À compter du 3 mai 2019, la société Cafalgare a cessé de régler les factures de prestations.
Après plusieurs rappels, par courrier du 2 avril 2021, la société Satel a mis en demeure la société Cafalgare de lui régler la somme de 31 472,26 euros pour solde des factures impayées et d’indemnités de rupture de contrat.
À défaut de paiement, la société Satel, par exploit d’huissier en date du 17 août 2021, a assigné devant le tribunal de commerce de Valenciennes la société Cafalgare.
Par jugement contradictoire et en premier ressort en date du 1er février 2022, le tribunal de commerce de Valenciennes :
Vu les articles 42-1, 46 et 48 du Code de procédure civile ;
– a rejeté 1’exception d’incompétence soulevée ;
– s’est déclaré compétent ratione loci pour connaître du litige ;
– a invité les parties à conclure sur le fond du litige ;
– a renvoyé 1’affaire à l’audience de mise en état du 1er mars 2022 à 9 heures ;
– a ordonné la notification du présent jugement aux parties par lettres recommandées avec accusés de réception par les soins de Monsieur le greffier ;
– a dit n’y avoir lieu, en l’état, à indemnité sur le fondement des dispositions de l’article 700 du Code de procédure civile ;
– a laissé les dépens liquidés pour frais de greffe a la somme de 91,16 euros à la charge de la société Satel.
Par déclaration en date du 15 février 2022, la SARL Cafalgare a interjeté appel, reprenant dans son acte l’ensemble des chefs de la décision.
Une requête aux fins d’être autorisée à assigner à jour fixe a été présentée par cette dernière le 15 février 2022.
Par ordonnance en date du 8 mars 2022, le délégataire du Premier président a autorisé l’assignation à jour fixe pour l’audience du 26 avril 2022.
MOYENS ET PRÉTENTIONS
Par conclusions d’appel sur incompétence remises au greffe et adressées entre parties par voie électronique le 20 avril 2022, la SARL Cafalgare demande à la cour, de :
– la recevoir en son appel frappant le jugement prononcé par le tribunal de commerce de Valenciennes le 1er février 2022 s’étant déclaré incompétent ;
– infirmer la décision entreprise,
– constater qu’en application des articles 42 et suivants du code de procédure civile le seul tribunal territorialement compétent pour connaître des demandes de la société Satel à l’encontre de la société Cafalgare est le tribunal de commerce de Dunkerque ;
– en conséquence renvoyer l’affaire au tribunal de commerce de Dunkerque pour connaître de la présente instance en application des dispositions de l’article 86 du Code de procédure civile ;
– débouter la SAS Satel en ses demandes et notamment sa demande fondée sur l’article 700 du Code de procédure civile ;
– statuer ce que de droit sur les dépens.

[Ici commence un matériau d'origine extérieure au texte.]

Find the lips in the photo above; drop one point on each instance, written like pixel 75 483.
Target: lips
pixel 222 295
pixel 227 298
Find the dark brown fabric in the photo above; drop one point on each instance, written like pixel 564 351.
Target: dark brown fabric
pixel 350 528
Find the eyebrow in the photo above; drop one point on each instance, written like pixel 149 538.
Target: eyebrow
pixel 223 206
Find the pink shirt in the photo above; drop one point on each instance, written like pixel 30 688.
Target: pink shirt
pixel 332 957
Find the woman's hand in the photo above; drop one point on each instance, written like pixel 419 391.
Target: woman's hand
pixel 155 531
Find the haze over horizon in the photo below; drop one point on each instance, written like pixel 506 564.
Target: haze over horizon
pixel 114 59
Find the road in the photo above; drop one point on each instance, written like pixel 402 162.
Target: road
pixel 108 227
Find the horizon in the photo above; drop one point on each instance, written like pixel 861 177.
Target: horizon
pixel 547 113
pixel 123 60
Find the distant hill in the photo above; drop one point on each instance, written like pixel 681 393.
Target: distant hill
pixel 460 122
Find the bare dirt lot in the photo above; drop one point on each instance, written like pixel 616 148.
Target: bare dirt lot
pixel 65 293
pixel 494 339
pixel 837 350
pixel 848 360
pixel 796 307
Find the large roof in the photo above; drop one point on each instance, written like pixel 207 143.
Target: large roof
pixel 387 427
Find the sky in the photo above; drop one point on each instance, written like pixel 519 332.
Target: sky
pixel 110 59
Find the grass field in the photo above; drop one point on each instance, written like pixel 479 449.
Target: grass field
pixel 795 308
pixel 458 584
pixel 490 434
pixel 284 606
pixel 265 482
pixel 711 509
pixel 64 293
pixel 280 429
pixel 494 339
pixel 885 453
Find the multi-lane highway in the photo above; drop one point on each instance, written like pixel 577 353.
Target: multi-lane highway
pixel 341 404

Elle soutient qu’ayant son siège social à Dunkerque 2 rue du chemin de fer, la juridiction territorialement compétente est en principe le tribunal de commerce de Dunkerque. L’option prévue par l’article 46 ne peut modifier cette compétence, puisque le lieu d’exécution de la prestation contractuelle est bien au siège de la société Cafalgare qui exploite un hôtel, le contrat portant sur la location de linges, ce compris la livraison. La prestation n’est donc pas exécutée au siège de la société Satel, comme cette dernière le prétend, puisque l’essence même du contrat est de conférer la jouissance du linge propre en quantité suffisante pour l’exploitation de son hôtel.
La clause d’attribution invoquée ne précise pas le tribunal compétent, si ce n’est sous le vocable du « tribunal de commerce du domicile de la société », le contrat étant toutefois passé entre deux sociétés. La personne dénommée par ce terme dans le contrat n’est pas précisé. L’article 48 du Code de procédure civile instaure une exception à la règle générale, exception dont les termes doivent être dès lors interprétés restrictivement.
La rédaction de cette clause crée une ambiguïté qui impose le retour à la règle de droit commun.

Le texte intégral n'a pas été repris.